Compliance
to Alisertib cell line vaccine intake was high for subsequent doses; only 3.5% of infants did not receive all the three intended doses. Vaccine efficacy in children up to 2 years of age was 55.1% (95% CI 39.9 to 66.4; p < 0.0001); the vaccine efficacy in the second year of life of 48.9 (95% CI 17.4 to 68.4; p = 0.0056) was only marginally less than that in the first year of life [56.3% (95% CI 36.7 to 69.9; p < 0.0001)]. The results were similar in the intent-to-treat (ITT) population where up to 2 years efficacy of 55.8% (95% CI 41.3 to 66.7; p < 0.0001) did not differ substantially from that in the first [57.2% (95% CI 38.9 to 70.1; p < 0.0001)] or the second year of life at 49% (95% CI 17.5 to 58.4; p = 0.0055). There was no significant interaction of treatment group and site with vaccine efficacy (p = 0.4802). The secondary endpoint analyses strongly supported the primary analysis (Table 1). In the second year of life, the vaccine efficacy
against RVGE of any severity requiring hospitalization or supervised rehydration therapy, RVGE requiring hospitalization ≥6 h and severe GE of any etiology were 34.3% (95% CI 17.2 to 47.8), 35.9% (95% CI −9.1 to 62) and 10.9 (95% CI −17 to 31.8) respectively. For the genotype specific analysis, there were a total of 199 episodes of severe RVGE that occurred in 195 subjects up to 2 years of age. For this particular analysis, a subject could contribute more than one primary event if associated with a different genotype. Four subjects had more than one episode of severe RVGE with different genotypes; three in the vaccine group and one in the placebo. The most prevalent selleck products (85%) rotavirus genotypes identified in the 199 episodes were G1P[8]

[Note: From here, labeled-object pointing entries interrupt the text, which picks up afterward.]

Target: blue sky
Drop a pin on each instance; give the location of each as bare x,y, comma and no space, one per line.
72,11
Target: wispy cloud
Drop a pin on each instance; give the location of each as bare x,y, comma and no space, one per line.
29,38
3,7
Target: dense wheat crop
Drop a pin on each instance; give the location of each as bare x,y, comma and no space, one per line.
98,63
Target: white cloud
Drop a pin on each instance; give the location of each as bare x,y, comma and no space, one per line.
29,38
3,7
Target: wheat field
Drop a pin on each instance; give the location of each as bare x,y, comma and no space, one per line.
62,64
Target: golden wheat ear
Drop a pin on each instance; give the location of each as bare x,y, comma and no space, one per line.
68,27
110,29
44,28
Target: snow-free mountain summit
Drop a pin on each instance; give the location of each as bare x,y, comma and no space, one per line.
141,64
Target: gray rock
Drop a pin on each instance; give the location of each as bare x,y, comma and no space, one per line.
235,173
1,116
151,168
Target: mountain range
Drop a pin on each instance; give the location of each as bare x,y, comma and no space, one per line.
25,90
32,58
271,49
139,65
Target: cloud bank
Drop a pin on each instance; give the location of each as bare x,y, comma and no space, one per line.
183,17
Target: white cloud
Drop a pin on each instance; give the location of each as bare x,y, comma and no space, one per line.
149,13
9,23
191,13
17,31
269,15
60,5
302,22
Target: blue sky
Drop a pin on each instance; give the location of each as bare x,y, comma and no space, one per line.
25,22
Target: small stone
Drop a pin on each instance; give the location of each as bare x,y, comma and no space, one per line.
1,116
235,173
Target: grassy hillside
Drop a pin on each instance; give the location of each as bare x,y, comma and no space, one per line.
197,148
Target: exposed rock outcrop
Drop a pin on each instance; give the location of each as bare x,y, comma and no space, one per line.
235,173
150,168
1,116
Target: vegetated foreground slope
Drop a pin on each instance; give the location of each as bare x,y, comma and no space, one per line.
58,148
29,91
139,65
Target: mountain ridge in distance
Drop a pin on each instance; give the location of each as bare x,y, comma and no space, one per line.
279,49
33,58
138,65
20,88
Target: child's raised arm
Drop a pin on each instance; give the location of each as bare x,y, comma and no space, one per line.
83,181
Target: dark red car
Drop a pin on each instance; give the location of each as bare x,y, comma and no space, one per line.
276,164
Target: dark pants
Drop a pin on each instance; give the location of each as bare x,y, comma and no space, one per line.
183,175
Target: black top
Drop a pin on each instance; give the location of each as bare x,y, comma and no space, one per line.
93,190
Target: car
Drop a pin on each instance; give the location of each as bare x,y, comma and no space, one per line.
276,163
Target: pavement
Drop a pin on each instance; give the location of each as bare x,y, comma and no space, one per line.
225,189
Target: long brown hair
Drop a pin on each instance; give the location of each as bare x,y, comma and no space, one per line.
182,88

(37%; n = 74), G2P[4] (31%; n = 61), G12P[6] (11%; n = 21) and G12P[8] (7%; n = 13). A post hoc analyses on ADAMTS5 the genotype specific efficacy is consistent with the overall protective efficacy. The G9P[4] genotype had an imbalance of cases with nine in the vaccine group and one in the placebo group ( Table 2). Survival curves in the vaccine group compared with the placebo group showed a significantly increased cumulative proportion of infants without severe RVGE (Fig. 2). We calculated that 40 infants would need to be immunized to prevent one episode of severe RVGE in the first 2 years of life (95% CI 28.0 to 63.0) and 21 had to be immunized to prevent RVGE of any severity in the same period (95% CI 16.0 to 32.0). Fig. 3 displays the incidence rate ratios for the primary outcome and several secondary outcomes as a forest plot. In children up to 2 years of age, the incidence of severe RVGE per 100 person years was 1.3 in the vaccine group and 2.9 in the placebo group for an incidence rate ratio of 0.45 (95% CI 0.34 to 0.60) and an absolute rate reduction of 1.6 (95% CI 0.9 to 2.2). In the first year of life, the incidence of severe RVGE per 100 years was 2.0 in the vaccine group and 4.